Ça coupe avant qu'il n'achève. J'aperçois alors l'improbable béret rouge et blanc de Veera. Léandre m'accompagne jusqu'au couple ; Pietari s'est commandé une pinte, décision discutable en marge de la route qui nous attend.

À son élocution pâteuse lorsqu'il vante les mérites du concert, je devine qu'il n'en est pas à sa première : il titube en tentant de mimer une scène du film. Je me rapproche de Veera et, l'air de rien, lui demande si son cher et tendre n'est pas fatigué, s'il ne vaudrait pas mieux prendre le volant à sa place. Elle me répond que non, il va bien. Et, surtout, qu'elle n'a pas le permis. Léandre considère le vacillant Pietari, occupé à tremper sa moustache dans la mousse. 

« Je m'avance peut-être, mais il ne donne pas tout à fait l'impression d'être en état de conduire.

— Je sais que Martin n'a pas le permis non plus, grincé-je en réponse. Ça laisse Jérèm et moi. Sur des routes enneigées. Pour 4h de trajet, en pleine nuit, par -15°C. »

J'aurais bien hyperventilé mais quelque chose empêche l'habituel étau de se resserrer sur ma poitrine ; une certaine présence, sûrement. Breton et Slovaque débarquent enfin pour découvrir que notre chauffeur émet davantage de vapeurs que le pot d'échappement de sa VW. 

« Hors de question qu'on reparte avec lui dans cet état, décrété-je.

— J'avoue, ça craint, concède Jérémie, perplexe. Mais y'a plus de bus ni de train, à cette heure-ci. Comment on fait, pour rentrer ?

— Je sais pas.

— Moi, je sais. »

La réponse vient de Léandre.

« Antti n'est pas là, on a deux chambres et un canapé. Vous pouvez dormir à Vantaa, vous deux et Martin, et je vous amène demain à la gare d'Helsinki.

— Merci mec, mais on se débrouille » s'empresse d'éluder Jérémie.

Léandre réitère sa proposition pour le Slovaque, aussi légitimement inquiété que nous par le conducteur qui bulle dans sa bière.
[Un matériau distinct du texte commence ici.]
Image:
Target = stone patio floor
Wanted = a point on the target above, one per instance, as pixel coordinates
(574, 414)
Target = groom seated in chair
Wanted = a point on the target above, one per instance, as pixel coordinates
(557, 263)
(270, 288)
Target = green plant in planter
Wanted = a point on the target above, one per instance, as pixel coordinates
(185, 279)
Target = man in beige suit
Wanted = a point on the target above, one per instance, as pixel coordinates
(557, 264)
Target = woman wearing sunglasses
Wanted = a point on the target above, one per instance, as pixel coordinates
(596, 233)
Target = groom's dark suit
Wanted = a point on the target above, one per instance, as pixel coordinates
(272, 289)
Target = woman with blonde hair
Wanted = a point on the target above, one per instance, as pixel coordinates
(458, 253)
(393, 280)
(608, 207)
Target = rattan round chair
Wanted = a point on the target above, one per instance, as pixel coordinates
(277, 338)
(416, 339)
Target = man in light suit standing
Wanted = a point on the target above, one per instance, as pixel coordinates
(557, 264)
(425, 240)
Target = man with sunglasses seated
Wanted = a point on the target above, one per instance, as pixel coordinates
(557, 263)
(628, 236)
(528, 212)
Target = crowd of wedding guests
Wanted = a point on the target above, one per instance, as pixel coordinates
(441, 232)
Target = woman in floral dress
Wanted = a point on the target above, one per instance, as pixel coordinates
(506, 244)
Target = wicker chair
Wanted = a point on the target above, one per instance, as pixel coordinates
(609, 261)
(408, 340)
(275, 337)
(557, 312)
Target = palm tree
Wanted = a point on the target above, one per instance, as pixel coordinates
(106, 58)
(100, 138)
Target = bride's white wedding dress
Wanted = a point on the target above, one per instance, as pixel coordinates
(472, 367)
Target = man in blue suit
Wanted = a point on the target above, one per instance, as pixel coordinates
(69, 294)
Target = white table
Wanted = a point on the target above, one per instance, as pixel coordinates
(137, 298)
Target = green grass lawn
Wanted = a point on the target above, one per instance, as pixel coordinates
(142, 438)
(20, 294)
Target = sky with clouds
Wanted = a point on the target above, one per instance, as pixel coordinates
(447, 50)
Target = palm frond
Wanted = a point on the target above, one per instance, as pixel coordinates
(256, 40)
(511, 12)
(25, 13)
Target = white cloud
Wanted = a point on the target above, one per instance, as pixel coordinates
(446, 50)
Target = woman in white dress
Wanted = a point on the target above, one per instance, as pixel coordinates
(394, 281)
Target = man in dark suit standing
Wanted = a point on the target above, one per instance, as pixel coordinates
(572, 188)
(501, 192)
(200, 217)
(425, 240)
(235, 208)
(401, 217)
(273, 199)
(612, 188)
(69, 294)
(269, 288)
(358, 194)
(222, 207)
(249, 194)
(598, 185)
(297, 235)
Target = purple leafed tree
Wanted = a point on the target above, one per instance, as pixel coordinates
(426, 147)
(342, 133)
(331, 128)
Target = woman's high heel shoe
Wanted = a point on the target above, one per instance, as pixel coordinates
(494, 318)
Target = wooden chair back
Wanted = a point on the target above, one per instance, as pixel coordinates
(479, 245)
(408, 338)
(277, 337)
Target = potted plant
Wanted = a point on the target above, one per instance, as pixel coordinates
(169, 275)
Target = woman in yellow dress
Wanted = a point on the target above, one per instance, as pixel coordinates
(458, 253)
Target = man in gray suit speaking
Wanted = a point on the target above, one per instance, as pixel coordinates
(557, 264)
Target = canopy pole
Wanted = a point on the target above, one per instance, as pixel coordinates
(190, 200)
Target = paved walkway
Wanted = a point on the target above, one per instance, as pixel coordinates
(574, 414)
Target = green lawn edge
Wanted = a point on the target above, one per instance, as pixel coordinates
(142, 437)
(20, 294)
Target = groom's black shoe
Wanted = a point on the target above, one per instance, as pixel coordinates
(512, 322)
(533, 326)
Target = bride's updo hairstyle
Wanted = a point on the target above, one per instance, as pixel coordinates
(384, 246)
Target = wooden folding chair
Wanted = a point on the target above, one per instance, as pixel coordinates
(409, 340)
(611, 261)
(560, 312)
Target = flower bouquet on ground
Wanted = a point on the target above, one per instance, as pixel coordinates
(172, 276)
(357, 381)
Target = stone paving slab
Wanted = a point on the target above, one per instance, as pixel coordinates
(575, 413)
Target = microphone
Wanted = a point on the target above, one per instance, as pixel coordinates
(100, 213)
Martin répond qu'il connait quelqu'un à Helsinki, demande s'il est possible de le déposer à son adresse. Léandre accepte avant de se tourner vers moi.

« Je préférerais vous savoir dans un appart en bordel plutôt que sur les routes avec cet inconscient.

— On le connait pas, Tiph, me rabâche Jérèm après m'avoir prise à part, dans une attitude plus suspecte que discrète.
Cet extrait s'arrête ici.